Demo expense report bot showcases how to use Symphony Elements and Amazon Textract
Watch the demo video below:
https://drive.google.com/file/d/1MvCYIAWjkwk5-0TbBIm6K4KCQPownU-V/view?usp=sharing
resources/config.json
- Set your SessionAuth URL, KeyAuth URL, Pod URL, and Agent URL respectively:
{
"sessionAuthHost": "develop2.symphony.com",
"sessionAuthPort": 443,
"keyAuthHost": "develop2.symphony.com",
"keyAuthPort": 443,
"podHost": "develop2.symphony.com",
"podPort": 443,
"agentHost": "develop2.symphony.com",
"agentPort": 443,
...
}
- Set Authentication Method and point configuration file to RSA Private Key or Certificate:
{
...
"authType": "rsa",
"botPrivateKeyPath": "./rsa/",
"botPrivateKeyName": "rsa-private-karlPythonDemo.pem",
...
}
- Configure bot username and email address corresponding to the bots service account in the dedicated Pod
- Set optional truststore path
{
...
"botUsername": "karlPythonDemo",
"botEmailAddress": "karlPythonDemo@demo.com",
"truststorePath": ""
}
resources/environment.json
- Configure Bot UserID, MongoDB Credentials, and AWS IAM User Info:
{
"bot_id" : "BOT ID",
"db" : "DB NAME",
"host": "MONGODB URI",
"region": "us-east-1",
"aws_access_key_id": "YOUR AWS ACCESS KEY ID",
"aws_secret_access_key": "YOUR AWS SECRET ACCESS KEY"
}
- In order to test locally, follow configuration instructions above and clone repo
- Install dependencies locally:
$ python3 -m venv env
$ source env/bin/activate
$ pip install -r requirements.txt
Navigate to expenseBot/python and run:
$ python3 main_rsa.py
Connect to MongoDB via pymongo or mongoengine:
- Create AWS IAM User Account to access AWS Features
- Leverage AWS Textract using boto3 python SDK: https://boto3.amazonaws.com/v1/documentation/api/latest/reference/services/textract.html
- Check out the developers guide for using AWS Textract: https://docs.aws.amazon.com/textract/latest/dg/getting-started.html
python/processors/img_processor.py
def parse_attachment(msg, bot_client):
attachment_body = bot_client.get_message_client().get_msg_attachment(msg['stream']['streamId'], msg['messageId'], msg['attachments'][0]['id'])

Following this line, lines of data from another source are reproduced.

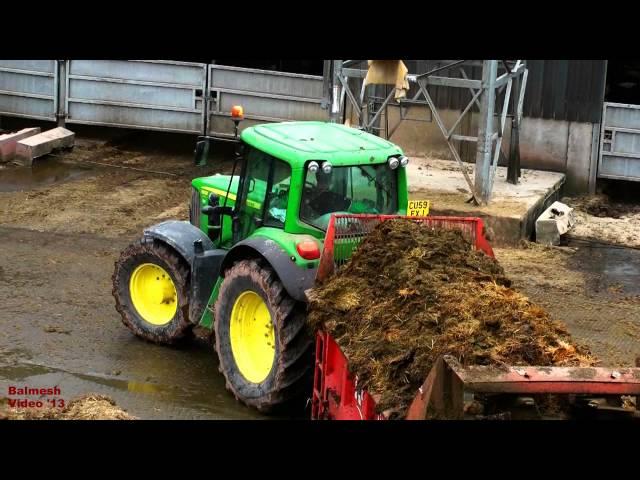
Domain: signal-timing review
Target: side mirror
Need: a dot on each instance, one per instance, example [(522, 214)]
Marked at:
[(239, 149), (202, 153)]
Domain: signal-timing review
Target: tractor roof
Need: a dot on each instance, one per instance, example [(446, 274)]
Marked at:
[(298, 142)]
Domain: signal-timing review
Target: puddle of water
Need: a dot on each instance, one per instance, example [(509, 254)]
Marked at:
[(205, 401), (611, 266), (44, 172)]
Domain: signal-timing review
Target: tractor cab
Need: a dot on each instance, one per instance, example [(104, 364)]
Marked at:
[(293, 176)]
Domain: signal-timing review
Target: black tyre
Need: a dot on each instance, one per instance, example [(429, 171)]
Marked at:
[(253, 306), (151, 289)]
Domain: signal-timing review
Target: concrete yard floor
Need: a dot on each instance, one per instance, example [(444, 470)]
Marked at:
[(62, 227), (593, 289), (512, 210)]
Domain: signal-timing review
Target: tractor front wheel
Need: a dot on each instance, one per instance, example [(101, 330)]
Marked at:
[(264, 347), (151, 289)]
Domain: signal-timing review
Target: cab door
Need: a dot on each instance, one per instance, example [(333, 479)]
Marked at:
[(263, 195)]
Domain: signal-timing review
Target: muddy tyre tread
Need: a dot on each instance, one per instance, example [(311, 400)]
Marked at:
[(292, 378), (179, 328)]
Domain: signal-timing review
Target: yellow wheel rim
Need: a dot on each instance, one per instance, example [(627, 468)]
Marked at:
[(153, 294), (252, 337)]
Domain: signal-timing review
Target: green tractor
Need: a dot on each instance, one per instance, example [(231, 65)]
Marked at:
[(240, 267)]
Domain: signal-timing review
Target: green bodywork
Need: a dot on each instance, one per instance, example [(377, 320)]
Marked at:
[(294, 144)]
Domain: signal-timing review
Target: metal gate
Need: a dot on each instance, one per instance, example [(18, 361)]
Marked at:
[(265, 95), (620, 142), (29, 88), (147, 94)]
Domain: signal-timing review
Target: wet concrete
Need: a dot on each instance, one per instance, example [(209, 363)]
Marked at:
[(610, 266), (58, 326), (44, 172)]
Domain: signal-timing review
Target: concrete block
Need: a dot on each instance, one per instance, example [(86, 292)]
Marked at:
[(8, 142), (554, 221), (42, 144)]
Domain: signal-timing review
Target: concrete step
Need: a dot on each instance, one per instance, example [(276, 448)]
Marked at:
[(9, 141), (42, 144)]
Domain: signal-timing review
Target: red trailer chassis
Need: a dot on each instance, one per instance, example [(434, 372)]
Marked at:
[(449, 388)]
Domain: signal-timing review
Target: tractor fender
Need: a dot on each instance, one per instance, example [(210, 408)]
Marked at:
[(180, 235), (294, 279)]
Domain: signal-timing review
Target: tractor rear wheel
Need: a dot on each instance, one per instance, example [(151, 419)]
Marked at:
[(261, 336), (151, 289)]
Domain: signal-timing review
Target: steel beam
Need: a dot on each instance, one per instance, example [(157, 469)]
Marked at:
[(485, 130)]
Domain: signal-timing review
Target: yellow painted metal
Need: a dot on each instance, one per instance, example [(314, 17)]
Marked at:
[(252, 337), (153, 294)]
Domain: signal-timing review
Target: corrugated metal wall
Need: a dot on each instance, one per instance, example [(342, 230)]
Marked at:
[(565, 89), (556, 89)]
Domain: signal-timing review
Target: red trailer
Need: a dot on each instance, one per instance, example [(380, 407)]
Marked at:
[(449, 389)]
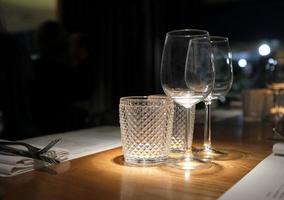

decoded = base64.b64decode(attachment_body)
response = client.detect_document_text(Document={'Bytes': decoded})
text = ""
for item in response["Blocks"]:
if item["BlockType"] == "LINE":
text = text + " " + item["Text"]
entities = comprehend.detect_entities(LanguageCode="en", Text=text)
print(entities)
quantity = []
try:
for entity in entities["Entities"]:
if entity.get("Type", "") == 'DATE':
date = entity.get("Text")
if entity.get("Type", "") == 'ORGANIZATION':
description = entity.get("Text")
org = entity.get("Text")
if entity.get("Type", "") == 'QUANTITY':
quantity.append(float(entity.get("Text").lstrip('$')))
total = max(quantity)
except ValueError:
bot_client.get_message_client().send_msg(msg['stream']['streamId'], MessageFormatter().format_message('Invalid price format, try again'))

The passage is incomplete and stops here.